Why does my validation loss increase, but validation accuracy perfectly matches training accuracy?

I am building a simple 1D convolutional neural network in Keras. Here is the model:

def build_model():

    model = models.Sequential()
    model.add(layers.SeparableConv1D(64, kernel_size=2, activation="relu", input_shape=(64,20)))
    model.add(layers.SeparableConv1D(64, kernel_size=2, activation="relu"))
    model.add(layers.MaxPooling1D(4))
    model.add(layers.Flatten())
    model.add(layers.Dense(128, activation="relu"))
    model.add(layers.Dense(128, activation="relu"))
    model.add(layers.Dropout(0.1))
    model.add(layers.Dense(1, activation="sigmoid"))

    model.compile(
        optimizer='rmsprop',
        loss='binary_crossentropy',
        metrics=[
            keras.metrics.BinaryAccuracy(),
        ],
    )
    
    #model.summary()
    
    return model

When I train my model on roughly 1500 samples, I always get my training and validation accuracy completely overlapping and virtually equal, reflected in the graph below. This is making me think there is something fishy going on with my code or in Keras/Tensorflow since the loss is increasing dramatically and you would expect the accuracy to be affected at least somewhat by this. It looks like it is massively overfitting and yet only reporting the accuracy values for the training set or something along those lines. When I then test on a test set, the accuracy is nowhere near the 85 to 90 percent reported on the graph, but rather ~70%.

Any help is greatly appreciated, I have been stuck on this for the longest time. Below is the training code.

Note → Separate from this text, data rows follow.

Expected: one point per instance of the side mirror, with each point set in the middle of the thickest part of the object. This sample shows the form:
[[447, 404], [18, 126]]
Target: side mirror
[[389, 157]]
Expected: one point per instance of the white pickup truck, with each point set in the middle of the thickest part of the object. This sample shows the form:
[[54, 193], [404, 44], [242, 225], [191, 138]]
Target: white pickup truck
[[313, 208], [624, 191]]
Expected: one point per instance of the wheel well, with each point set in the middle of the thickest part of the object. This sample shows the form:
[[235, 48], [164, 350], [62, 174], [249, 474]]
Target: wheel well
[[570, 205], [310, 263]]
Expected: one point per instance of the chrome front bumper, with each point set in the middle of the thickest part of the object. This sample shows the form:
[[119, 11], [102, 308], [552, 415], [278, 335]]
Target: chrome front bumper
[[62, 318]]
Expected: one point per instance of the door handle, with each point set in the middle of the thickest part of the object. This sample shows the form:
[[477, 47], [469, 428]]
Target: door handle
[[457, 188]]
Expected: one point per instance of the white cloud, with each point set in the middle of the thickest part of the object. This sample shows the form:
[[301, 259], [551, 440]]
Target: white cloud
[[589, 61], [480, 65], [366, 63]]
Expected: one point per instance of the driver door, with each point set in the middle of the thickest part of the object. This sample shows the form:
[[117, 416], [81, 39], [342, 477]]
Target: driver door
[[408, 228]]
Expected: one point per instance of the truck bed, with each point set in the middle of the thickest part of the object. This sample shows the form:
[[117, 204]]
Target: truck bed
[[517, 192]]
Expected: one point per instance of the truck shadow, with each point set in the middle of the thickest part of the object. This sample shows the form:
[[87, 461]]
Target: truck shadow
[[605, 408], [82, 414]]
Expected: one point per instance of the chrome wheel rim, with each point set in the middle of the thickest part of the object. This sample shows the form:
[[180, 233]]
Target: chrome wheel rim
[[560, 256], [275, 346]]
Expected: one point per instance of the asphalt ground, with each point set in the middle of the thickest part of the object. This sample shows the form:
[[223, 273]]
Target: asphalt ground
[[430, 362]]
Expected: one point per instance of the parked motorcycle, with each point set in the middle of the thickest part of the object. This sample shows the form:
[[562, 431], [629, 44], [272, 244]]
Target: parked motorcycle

#Define the number of folds... this will give us an 80/20 split
k = 5
epochs = 100
num_val_samples = len(x_train) // k
scores_binacc = []
scores_precision = []
scores_recall = []
histories = []

#Train the dense model in k iterations
for i in range(k):
    print('Processing fold #', i)
    val_data = x_train[i * num_val_samples : (i + 1) * num_val_samples]
    val_targets = y_train[i * num_val_samples : (i + 1) * num_val_samples]
    
    print('Validation partition =  ', i * num_val_samples, (i + 1) * num_val_samples)
    print('Training partition 1 = ', 0, i * num_val_samples)
    print('Training partition 2 = ', (i+1) * num_val_samples, len(x_train))
    
    partial_train_data = np.concatenate(
        [
            x_train[:i * num_val_samples],
            x_train[(i+1) * num_val_samples:]
        ], 
        axis=0
    )
    
    partial_train_targets = np.concatenate(
        [
            y_train[:i * num_val_samples],
            y_train[(i+1) * num_val_samples:]
        ],
        axis=0
    )
    
    model = build_model()
    h = model.fit(
        partial_train_data, 
        partial_train_targets, 
        validation_data=(val_data, val_targets),
        epochs=epochs, 
        verbose=1
    )
    
    val_loss, val_binacc = model.evaluate(val_data, val_targets, verbose=0)
    scores_binacc.append(val_binacc)
    #scores_precision.append(val_precision)
    #scores_recall.append(val_recall)
    histories.append(h)

Maybe you’re overfitting but the underlying relationships are simple so your validation set still has decent accuracy but higher loss.

I feel like the change in accuracy could be caused by shuffling. Are you shuffling your data during training but not on test data? Does order matter for your problem?

Your dataset is very small, causing your model overfitting. You should try the following options:

  1. Augment your data.
  2. Reduce learning rate or “scheduling lr”.
  3. Study this paper: A disciplined approach to neural network hyper-parameters: Part 1 – learning rate, batch size, momentum, and weight decay [1803.09820] A disciplined approach to neural network hyper-parameters: Part 1 -- learning rate, batch size, momentum, and weight decay.
  4. Take a look at model prediction and compare the groundtruth.
  5. Change metrics to F1 score.

Hope above answers help!
Supachan

This basically a bump because I’m having the same exact “issue”. In my case, I’m training a Siamese Network for Face Recognition. There’s a lot going on, I’m implementing a custom loss function (Contrastive Loss) and a custom distance layer for computing distance between face embeddings.

Anyway, I’m seeing during training that my training and validation accuracy are almost exactly the same (the training accuracy has a minimal advantage of maybe 1%, but otherwise the curves are almost the same). However, train accuracy steadily decrements (as it should) but validation loss increases, just as you showed. Accuracy in training & validation reach an impressive 92% but my test accuracy is just about 70%. Nowhere near the promised figures.

I’m very puzzled. So, did you find the cause of the problem? I’ve extensively gone through my code to find the culprit, because this isn’t normal and I’m almost positive that I messed something up. I use a generator (that I wrote) because my dataset has 30,000 images and I can’t load them directly in RAM. I’m suspecting this might be associated with the problem. Just wanted to know if you found the source of the issue.